Consider this quotation from Frederick Douglass' autobiography . . .

"Very soon after I went to live with Mr. and Mrs. Auld, she very kindly commenced to teach me the A, B, C. After I had learned this, she assisted me in learning to spell words of three or four letters. Just at this point of my progress, Mr. Auld found out what was going on, and at once forbade Mrs. Auld to instruct me further, telling her, among other things, that it was unlawful, as well as unsafe, to teach a slave to read. To use his own words, further, he said, 'If you give a n------ an inch, he will take an ell. A n------ should know nothing but to obey his master--to do as he is told to do. Learning would spoil the best n------ in the world. Now,' said he, 'if you teach that n------ (speaking of myself) how to read, there would be no keeping him. It would forever unfit him to be a slave. He would at once become unmanageable, and of no value to his master. As to himself, it could do him no good, but a great deal of harm.
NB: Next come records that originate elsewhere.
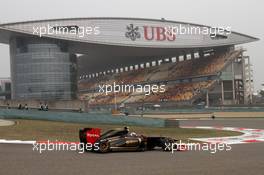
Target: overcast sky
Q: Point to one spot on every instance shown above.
(245, 16)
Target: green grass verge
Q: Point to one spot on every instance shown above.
(50, 130)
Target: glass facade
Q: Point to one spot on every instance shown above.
(42, 69)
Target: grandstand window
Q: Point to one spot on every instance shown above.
(181, 58)
(196, 55)
(167, 60)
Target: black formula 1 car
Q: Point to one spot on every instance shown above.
(122, 140)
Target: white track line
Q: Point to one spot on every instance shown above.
(249, 136)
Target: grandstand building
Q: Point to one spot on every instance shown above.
(65, 59)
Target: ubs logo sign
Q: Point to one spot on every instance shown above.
(150, 33)
(132, 32)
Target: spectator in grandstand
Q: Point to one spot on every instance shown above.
(26, 107)
(46, 107)
(41, 107)
(19, 106)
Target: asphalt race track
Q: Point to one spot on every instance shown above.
(243, 159)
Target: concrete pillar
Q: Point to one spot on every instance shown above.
(222, 92)
(207, 98)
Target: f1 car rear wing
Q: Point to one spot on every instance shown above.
(89, 135)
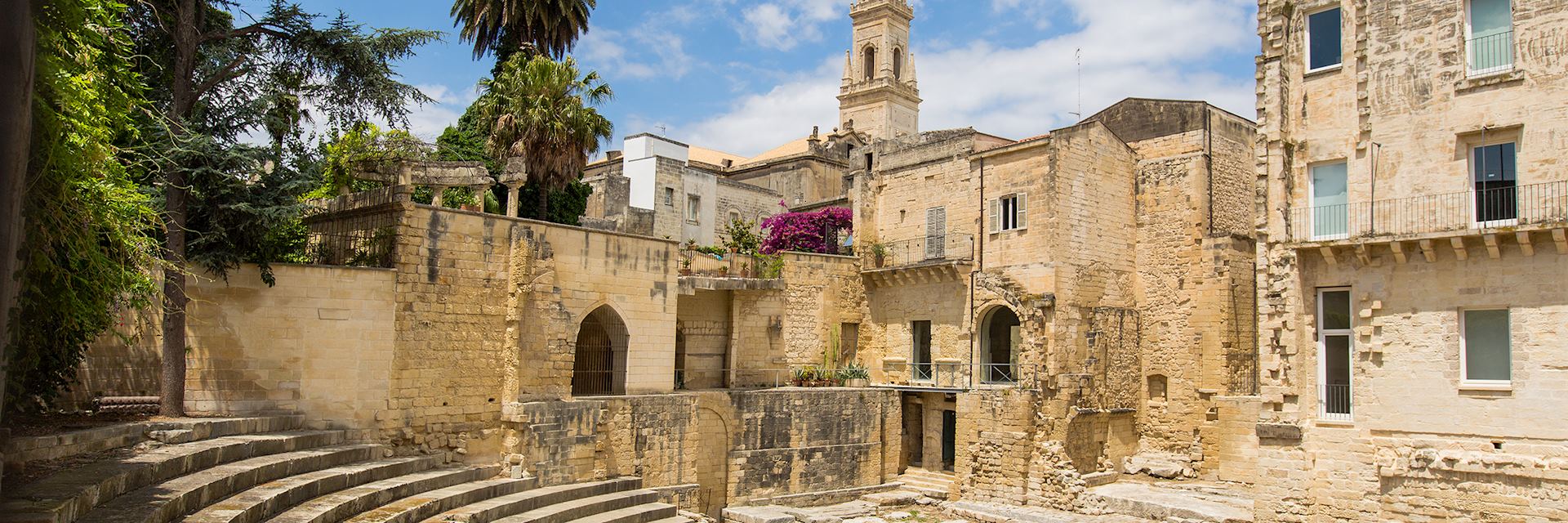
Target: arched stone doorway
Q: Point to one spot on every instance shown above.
(599, 363)
(1000, 342)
It would make him discontented and unhappy.' These words sank deep into my heart, stirred up sentiments within that lay slumbering, and called into existence an entirely new train of thought. It was a new and special revelation, explaining dark and mysterious things, with which my youthful understanding had struggled, but struggled in vain. I now understood what had been to me a most perplexing difficulty--to wit, the white man's power to enslave the black man. It was a grand achievement, and I prized it highly. From that moment, I understood the pathway from slavery to freedom. It was just what I wanted, and I got it at a time when I the least expected it. Whilst I was saddened by the thought of losing the aid of my kind mistress, I was gladdened by the invaluable instruction which, by the merest accident, I had gained from my master.
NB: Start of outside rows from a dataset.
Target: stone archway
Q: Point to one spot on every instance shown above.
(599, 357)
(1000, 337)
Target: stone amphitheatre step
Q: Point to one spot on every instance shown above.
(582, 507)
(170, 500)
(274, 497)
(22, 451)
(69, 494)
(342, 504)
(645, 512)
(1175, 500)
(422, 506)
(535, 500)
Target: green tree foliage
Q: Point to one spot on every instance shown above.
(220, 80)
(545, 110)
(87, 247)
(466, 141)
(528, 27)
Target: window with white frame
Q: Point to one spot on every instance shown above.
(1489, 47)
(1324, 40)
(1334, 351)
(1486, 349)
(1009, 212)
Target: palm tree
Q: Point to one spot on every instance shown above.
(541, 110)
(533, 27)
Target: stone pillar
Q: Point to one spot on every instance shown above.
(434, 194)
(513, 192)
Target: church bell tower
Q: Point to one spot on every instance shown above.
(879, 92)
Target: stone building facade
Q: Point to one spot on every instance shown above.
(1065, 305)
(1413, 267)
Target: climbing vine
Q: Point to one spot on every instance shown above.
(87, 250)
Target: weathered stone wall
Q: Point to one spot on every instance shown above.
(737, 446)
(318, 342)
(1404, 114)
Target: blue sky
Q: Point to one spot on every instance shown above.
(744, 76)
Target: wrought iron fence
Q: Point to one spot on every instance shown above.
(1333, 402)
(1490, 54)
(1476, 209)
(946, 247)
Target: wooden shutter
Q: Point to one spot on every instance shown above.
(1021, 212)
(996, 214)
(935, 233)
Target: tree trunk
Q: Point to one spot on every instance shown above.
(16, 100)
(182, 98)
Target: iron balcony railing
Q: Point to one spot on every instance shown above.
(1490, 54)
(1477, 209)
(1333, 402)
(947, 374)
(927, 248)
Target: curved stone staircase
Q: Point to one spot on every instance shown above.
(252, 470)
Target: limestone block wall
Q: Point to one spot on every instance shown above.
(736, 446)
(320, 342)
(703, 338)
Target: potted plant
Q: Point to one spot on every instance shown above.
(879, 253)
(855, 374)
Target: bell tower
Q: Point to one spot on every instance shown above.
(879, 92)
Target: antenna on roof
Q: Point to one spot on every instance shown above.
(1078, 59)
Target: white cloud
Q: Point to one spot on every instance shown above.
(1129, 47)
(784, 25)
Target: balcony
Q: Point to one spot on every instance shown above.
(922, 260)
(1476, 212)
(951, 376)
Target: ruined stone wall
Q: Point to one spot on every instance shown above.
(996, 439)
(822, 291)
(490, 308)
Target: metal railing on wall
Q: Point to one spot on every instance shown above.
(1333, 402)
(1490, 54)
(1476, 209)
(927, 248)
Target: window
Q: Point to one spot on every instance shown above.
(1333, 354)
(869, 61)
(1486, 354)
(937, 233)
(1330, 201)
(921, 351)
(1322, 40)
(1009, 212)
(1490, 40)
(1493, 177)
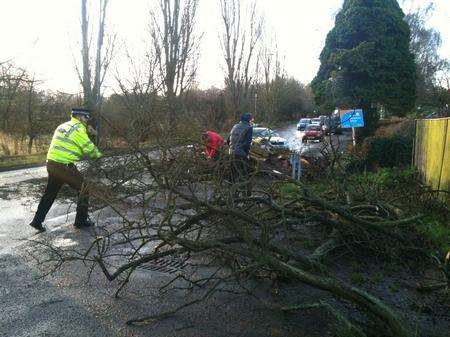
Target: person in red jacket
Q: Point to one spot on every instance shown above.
(214, 143)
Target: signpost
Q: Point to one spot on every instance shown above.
(352, 118)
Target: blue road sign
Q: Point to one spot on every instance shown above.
(352, 118)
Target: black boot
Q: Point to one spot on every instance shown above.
(83, 223)
(37, 225)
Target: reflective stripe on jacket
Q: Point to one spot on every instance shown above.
(70, 142)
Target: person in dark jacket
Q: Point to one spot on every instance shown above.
(240, 141)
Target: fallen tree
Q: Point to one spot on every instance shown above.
(176, 205)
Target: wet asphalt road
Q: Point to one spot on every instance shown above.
(66, 304)
(294, 140)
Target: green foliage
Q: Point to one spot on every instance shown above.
(387, 151)
(437, 232)
(366, 61)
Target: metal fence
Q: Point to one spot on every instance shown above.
(432, 154)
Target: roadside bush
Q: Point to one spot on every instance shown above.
(393, 151)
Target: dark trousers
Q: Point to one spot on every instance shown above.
(58, 175)
(240, 174)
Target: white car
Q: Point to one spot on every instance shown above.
(271, 136)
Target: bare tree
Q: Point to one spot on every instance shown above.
(92, 82)
(239, 39)
(175, 46)
(272, 70)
Though conscious of the difficulty of learning without a teacher, I set out with high hope, and a fixed purpose, at whatever cost of trouble, to learn how to read. The very decided manner with which he spoke, and strove to impress his wife with the evil consequences of giving me instruction, served to convince me that he was deeply sensible of the truths he was uttering.

 

 

 

It gave me the best assurance that I might rely with the utmost confidence on the results which, he said, would flow from teaching me to read. What he most dreaded, that I most desired. What he most loved, that I most hated. That which to him was a great evil, to be carefully shunned, was to me a great good, to be diligently sought; and the argument which he so warmly urged, against my learning to read, only served to inspire me with a desire and determination to learn."
(Narrative of the Life of Frederick Douglass, 1854)
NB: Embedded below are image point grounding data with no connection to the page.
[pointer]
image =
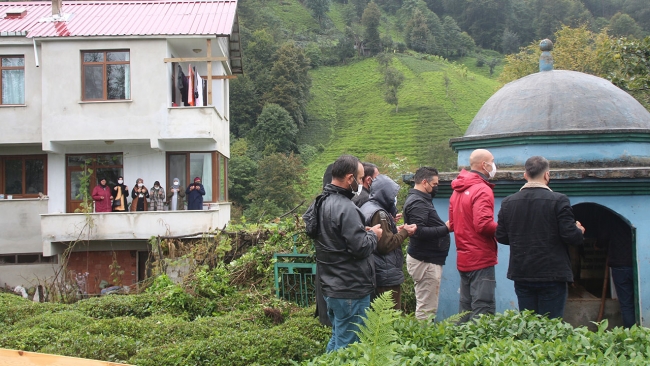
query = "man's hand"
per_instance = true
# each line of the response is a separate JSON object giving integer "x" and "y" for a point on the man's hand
{"x": 410, "y": 229}
{"x": 377, "y": 230}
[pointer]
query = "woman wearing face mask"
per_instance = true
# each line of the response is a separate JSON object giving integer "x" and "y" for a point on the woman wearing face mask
{"x": 120, "y": 192}
{"x": 157, "y": 197}
{"x": 139, "y": 195}
{"x": 176, "y": 196}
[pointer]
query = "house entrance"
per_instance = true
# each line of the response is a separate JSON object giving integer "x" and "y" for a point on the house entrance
{"x": 610, "y": 242}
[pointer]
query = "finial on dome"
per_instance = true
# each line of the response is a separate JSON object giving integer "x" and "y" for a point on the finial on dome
{"x": 546, "y": 59}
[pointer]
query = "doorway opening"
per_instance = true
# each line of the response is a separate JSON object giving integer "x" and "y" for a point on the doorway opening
{"x": 609, "y": 245}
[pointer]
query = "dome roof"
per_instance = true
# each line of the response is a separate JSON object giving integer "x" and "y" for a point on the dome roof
{"x": 558, "y": 101}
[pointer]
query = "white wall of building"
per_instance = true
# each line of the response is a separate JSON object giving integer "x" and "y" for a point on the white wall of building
{"x": 23, "y": 123}
{"x": 66, "y": 117}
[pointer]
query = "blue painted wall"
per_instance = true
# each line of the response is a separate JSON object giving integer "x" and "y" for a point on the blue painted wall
{"x": 632, "y": 208}
{"x": 573, "y": 153}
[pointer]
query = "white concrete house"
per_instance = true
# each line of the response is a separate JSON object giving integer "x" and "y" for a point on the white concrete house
{"x": 98, "y": 82}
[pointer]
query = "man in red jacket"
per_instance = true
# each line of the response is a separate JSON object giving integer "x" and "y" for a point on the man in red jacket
{"x": 471, "y": 219}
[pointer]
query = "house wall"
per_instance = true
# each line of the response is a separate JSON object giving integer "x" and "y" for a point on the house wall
{"x": 23, "y": 122}
{"x": 98, "y": 266}
{"x": 26, "y": 275}
{"x": 630, "y": 207}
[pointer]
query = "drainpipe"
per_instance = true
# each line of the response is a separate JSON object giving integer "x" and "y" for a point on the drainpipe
{"x": 35, "y": 53}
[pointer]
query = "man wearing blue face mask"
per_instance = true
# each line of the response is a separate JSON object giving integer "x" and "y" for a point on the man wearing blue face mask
{"x": 429, "y": 246}
{"x": 370, "y": 172}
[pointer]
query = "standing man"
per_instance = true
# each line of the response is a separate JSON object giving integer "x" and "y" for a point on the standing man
{"x": 344, "y": 247}
{"x": 370, "y": 172}
{"x": 538, "y": 224}
{"x": 471, "y": 219}
{"x": 195, "y": 193}
{"x": 389, "y": 259}
{"x": 429, "y": 246}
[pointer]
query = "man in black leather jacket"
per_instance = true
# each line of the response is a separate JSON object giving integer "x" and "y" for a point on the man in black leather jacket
{"x": 538, "y": 224}
{"x": 344, "y": 247}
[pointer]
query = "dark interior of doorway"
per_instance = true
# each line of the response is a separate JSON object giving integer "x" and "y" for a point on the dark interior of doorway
{"x": 608, "y": 238}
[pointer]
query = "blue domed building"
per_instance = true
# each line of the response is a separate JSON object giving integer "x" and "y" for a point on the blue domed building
{"x": 597, "y": 140}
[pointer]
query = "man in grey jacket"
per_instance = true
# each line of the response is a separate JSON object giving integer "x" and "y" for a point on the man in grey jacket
{"x": 344, "y": 247}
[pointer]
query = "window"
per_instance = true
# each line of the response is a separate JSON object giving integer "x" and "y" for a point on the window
{"x": 106, "y": 75}
{"x": 32, "y": 258}
{"x": 211, "y": 167}
{"x": 23, "y": 176}
{"x": 12, "y": 79}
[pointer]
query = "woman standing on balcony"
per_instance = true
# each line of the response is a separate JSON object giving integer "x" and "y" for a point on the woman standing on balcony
{"x": 195, "y": 193}
{"x": 176, "y": 196}
{"x": 121, "y": 193}
{"x": 139, "y": 194}
{"x": 157, "y": 197}
{"x": 102, "y": 196}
Almost 150 years later Civil Rights leader and math teacher, Bob Moses writes,

"People who don't understand algebra today are like those people who couldn't read or write in the industrial age. Computers have made elementary mathematics as important as reading and writing. Knowing algebra is the new floor, so to speak. To participate fully in a world driven by computer technology, to be able to get a job that supports a family, you have to be literate in math—and that requires that you have to be at least literate in algebra by the time you go to high school. We think that in an era where the "knowledge worker" is replacing the industrial worker, illiteracy in math must now be considered as unacceptable as illiteracy in reading and writing."

 

I say the stakes are just as high as they were when Frederick Douglass wrote his autobiography, but the enemy is less obvious. The slave holder has been replaced by our own complacency and slave labor replaced by implied (manufactured) consent. If opportunity is what separates the "haves" and the "have-nots," then we're obliged to create our own opportunities. I trust that is what we are all here for.

 

Post Script:
My friend and former student, Jimmy Tran, quoted Harriet Tubman (the abolitionist who personally guided hundreds of slaves to freedom) to me after reading this page. She said, "If I could have convinced more slaves that they were slaves, I could have freed thousands more."